I don't know if Micah and A are the right mix, but I've been wanting to give micah more chances to just be a girl(turning 10 this month) and not always be a big sister, so if I can help with trading off my daughter or inviting you guys over I'd love too-it might meet two needs at one time. We don't struggle with the loneliness part as much because it's always been multiple siblings at home-but Micah is older than her sister in a lot of ways right now and there's a gap. And I do think the girls miss out some on developing those girl friendships(I didn't have those when I was 10 and then I only kept 1 good friend at a time in the years after that).

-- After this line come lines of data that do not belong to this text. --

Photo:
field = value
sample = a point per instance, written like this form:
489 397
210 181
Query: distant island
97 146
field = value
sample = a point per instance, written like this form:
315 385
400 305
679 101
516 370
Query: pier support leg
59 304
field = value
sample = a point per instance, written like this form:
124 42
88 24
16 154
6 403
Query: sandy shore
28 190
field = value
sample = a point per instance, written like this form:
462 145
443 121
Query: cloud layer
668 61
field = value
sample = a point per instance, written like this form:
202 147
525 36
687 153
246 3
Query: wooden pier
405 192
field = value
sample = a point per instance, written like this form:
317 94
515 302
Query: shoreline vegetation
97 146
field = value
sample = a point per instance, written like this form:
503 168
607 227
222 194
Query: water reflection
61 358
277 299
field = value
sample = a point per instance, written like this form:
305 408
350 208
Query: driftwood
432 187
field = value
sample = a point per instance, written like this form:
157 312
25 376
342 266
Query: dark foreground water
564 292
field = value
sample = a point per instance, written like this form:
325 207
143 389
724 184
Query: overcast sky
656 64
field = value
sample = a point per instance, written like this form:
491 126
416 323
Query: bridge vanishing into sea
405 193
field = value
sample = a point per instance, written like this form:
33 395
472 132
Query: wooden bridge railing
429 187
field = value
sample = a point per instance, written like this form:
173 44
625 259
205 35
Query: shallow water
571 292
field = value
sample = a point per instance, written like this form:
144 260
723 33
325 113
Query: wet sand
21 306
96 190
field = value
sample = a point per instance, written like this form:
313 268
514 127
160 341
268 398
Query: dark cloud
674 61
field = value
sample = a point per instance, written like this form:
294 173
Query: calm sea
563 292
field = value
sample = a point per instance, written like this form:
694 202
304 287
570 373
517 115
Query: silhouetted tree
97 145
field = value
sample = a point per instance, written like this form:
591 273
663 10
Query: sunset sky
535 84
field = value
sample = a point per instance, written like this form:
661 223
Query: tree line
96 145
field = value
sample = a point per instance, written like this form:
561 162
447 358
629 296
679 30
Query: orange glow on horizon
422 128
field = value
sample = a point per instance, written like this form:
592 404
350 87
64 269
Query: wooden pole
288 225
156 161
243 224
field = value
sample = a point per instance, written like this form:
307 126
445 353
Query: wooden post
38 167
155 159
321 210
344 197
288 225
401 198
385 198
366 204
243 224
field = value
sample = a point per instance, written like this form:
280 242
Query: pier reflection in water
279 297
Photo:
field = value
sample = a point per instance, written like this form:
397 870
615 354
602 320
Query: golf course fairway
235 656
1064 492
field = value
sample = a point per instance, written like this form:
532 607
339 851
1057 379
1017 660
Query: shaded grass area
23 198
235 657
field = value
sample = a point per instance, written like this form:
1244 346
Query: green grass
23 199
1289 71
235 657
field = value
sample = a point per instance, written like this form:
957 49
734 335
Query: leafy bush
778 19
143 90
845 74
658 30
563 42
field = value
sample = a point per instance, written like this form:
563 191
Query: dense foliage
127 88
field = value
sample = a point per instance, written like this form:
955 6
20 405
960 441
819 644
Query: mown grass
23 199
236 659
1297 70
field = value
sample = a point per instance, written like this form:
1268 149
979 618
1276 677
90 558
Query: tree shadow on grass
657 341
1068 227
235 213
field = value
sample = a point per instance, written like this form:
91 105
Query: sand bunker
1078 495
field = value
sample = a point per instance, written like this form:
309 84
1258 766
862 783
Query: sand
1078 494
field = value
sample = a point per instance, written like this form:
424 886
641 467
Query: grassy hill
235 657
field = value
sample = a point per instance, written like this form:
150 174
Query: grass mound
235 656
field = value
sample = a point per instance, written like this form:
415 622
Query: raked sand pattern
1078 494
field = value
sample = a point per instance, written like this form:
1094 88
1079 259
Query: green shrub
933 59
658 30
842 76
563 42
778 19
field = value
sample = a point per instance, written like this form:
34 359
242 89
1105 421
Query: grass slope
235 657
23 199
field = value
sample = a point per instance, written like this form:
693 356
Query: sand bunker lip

I agree with Tiana though, I think there are more positives from this year than negatives and I think your point that it's 9 weeks in is relevant on the flipside-there is still a lot of transition going on for Anna-9 weeks verses the first 7?! I'm so glad we communicate via our blogs, you are my only audience you know. :)
I am thankful for several things that I see from the perspective of a woman with a now empty nest. One, you heard your daughter. She opened her heart and shared it with you. This is no small thing, trust me. Two, I believe that you and J and A prayed through this decision to homeschool and the peace that God gave you then is still with you now, despite your inability to perceive its presence. Three)Yes, your daughter is lonely and possibly hurting,and I do not want to diminish her pain, but I believe the wisest advice I could give you is twofold: Pray with A and ask God for wisdom and then wait. I don't know how He will answer, I only know that He will. He may or may not provide a friend, but there have been seasons in my life when I was lonely and adrift. They were always followed by times when the presence of the Lord was very near and dear, but many, many times I had to wait...and waiting is so very very hard. But if you can teach A to pray and wait as you continue to share your heart with her and she with you, I believe that you will reap an unimaginable reward. There, I have written an epistle. Finally, you are not ill-equipped, you are fully equipped to be her mother by the One who knit her together in your womb. It is not your strength, but His that will carry you both through.
I love these comments. The Mom has great wisdom! Wow! I remember in Honduras when Matthew was 12-14 (now he is 19!). And one very vivid memory stands out: I saw him all alone a few hundred yards from the playground where the other children were playing. He was with his beloved dog, Bravo. But it's as if a cloud hovered above him spelling out LONELY. I ached so much as a mother for that! I prayed! I do not know yet how the lonely season will work it's magic in his development. I know that he is an amazing young man. I do believe that God has worked the entire experience of Honduras into something amazing for him... wounds and all, loneliness and hurtful relationships. That is my strength and hope that I share with you.
On another note... I treasure your friendship and only long for more time with you.
Thank you all for these kind and encouraging comments. I am clinging to the hope that there will be good to come of this year together. A said to me yesterday, "I'm glad you're my mom." When I asked why, she replied, "Other moms might not be willing - or able - to home school me. I'm glad you are." So she must not detest it.
I think more than anything, this blog post was a result of needing to process my emotions on it a bit. And perhaps God knew that I needed just the encouragement each of you would provide. Many thanks.